To further support the suggestion that the metabolic intensity of modified Thai Yoga is a “light exercise intensity” activity, we found that the HR, %maxHR and MET of modified Thai Yoga in the OB group was significantly lower compared with those values observed during the self-selected brisk walk on the treadmill. One potential explanation, the participants were free to performed each posture at their own intensity. Secondly, the modified Thai Yoga postures performed included both static exercise postures for balancing and muscle strength while the dynamic exercise postures for cardiovascular function. Therefore, the intensity in modified Thai Yoga appears to be less than brisk walking.
Although, in an earlier study, Ravussin et. al., [19] suggested that the obese have a “slowed metabolism”, however, over the past 30 years the literature has consistently reported contradictory findings, proposing that the obese actually have a higher absolute energy expenditure than their non-obese counterparts [17,20,21]. This pattern was consistent with the findings of our study with the absolute TEE and AEE in the OB being higher than those in NB [20,21]. However, if we adjusted TEE and AEE by dividing by body weight, there was not a significant difference between groups.
Buranruk [10], examined the metabolic intensity of Thai Yoga exercise by studying 14 older adults with a BMI of > 25.75 kg/m2 (obese). They performed 30 min of Thai Yoga that including 8 sitting postures, 4 standing postures and 3 lying postures. All of the postures were static postures. The results of this study provided values of metabolic intensity that were lower than our present study. However, this may be explained by the exclusive use of static postures in Buranruk’s study. It can be safely assumed that the addition of dynamic postures in our study induced the higher energy expenditure values that were observed.
While only providing a light intensity stimulus, a program the includes modified Thai yoga postures can provide an alternative exercise option for both obese and normal weight elderly individuals. Furthermore, it is worth mentioning that after doing the exercises, the obese older participants did not suffer from any adverse medical events. Therefore, the modified Thai yoga is a safe intervention for older adults.
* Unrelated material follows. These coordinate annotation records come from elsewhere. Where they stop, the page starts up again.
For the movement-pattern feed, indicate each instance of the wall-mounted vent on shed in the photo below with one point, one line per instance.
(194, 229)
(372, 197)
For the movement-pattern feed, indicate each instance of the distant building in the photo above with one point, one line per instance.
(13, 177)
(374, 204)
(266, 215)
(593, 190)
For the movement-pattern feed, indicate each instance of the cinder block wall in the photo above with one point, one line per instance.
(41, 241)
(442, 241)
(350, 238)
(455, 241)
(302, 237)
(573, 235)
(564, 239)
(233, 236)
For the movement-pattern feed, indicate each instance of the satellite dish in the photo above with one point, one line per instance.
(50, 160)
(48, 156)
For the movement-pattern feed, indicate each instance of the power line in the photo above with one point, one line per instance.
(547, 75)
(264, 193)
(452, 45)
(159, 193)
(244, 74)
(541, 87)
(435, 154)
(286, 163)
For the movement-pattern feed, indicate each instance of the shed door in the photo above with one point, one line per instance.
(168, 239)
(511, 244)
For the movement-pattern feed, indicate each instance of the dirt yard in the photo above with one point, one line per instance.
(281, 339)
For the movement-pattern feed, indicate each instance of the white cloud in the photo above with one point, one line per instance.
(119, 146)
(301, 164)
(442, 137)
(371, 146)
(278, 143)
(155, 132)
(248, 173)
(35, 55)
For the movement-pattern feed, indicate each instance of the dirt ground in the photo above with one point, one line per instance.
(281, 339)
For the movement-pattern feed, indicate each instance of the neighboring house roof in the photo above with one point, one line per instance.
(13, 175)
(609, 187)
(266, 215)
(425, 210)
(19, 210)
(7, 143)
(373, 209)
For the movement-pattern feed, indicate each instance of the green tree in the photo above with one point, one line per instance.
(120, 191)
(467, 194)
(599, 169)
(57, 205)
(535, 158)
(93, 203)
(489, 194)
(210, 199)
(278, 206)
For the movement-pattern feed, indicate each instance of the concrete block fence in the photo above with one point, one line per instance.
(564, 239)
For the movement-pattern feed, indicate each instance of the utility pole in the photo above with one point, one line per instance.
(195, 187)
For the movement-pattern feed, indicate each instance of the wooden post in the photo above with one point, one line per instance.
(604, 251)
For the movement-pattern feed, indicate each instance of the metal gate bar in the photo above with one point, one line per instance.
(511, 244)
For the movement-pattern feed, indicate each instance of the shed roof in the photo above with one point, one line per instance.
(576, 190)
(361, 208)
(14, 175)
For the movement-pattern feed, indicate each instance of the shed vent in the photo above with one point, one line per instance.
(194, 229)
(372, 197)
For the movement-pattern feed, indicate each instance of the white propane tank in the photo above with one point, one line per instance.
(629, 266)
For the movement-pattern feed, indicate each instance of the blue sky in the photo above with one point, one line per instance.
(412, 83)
As for further studies, modifications to increase the exercise stimulus as well as potential benefits to body balance, muscle strength, bone health and motor skills [22] should be investigated.
Modified Thai Yoga is a safe and potentially effective exercise intervention for both obese and normal weight older women. While the metabolic intensities and energy costs observed in this study demonstrated that this intervention provides a light intensity stimulus, it could be an optional exercise program for obese and normal weight older adults alike.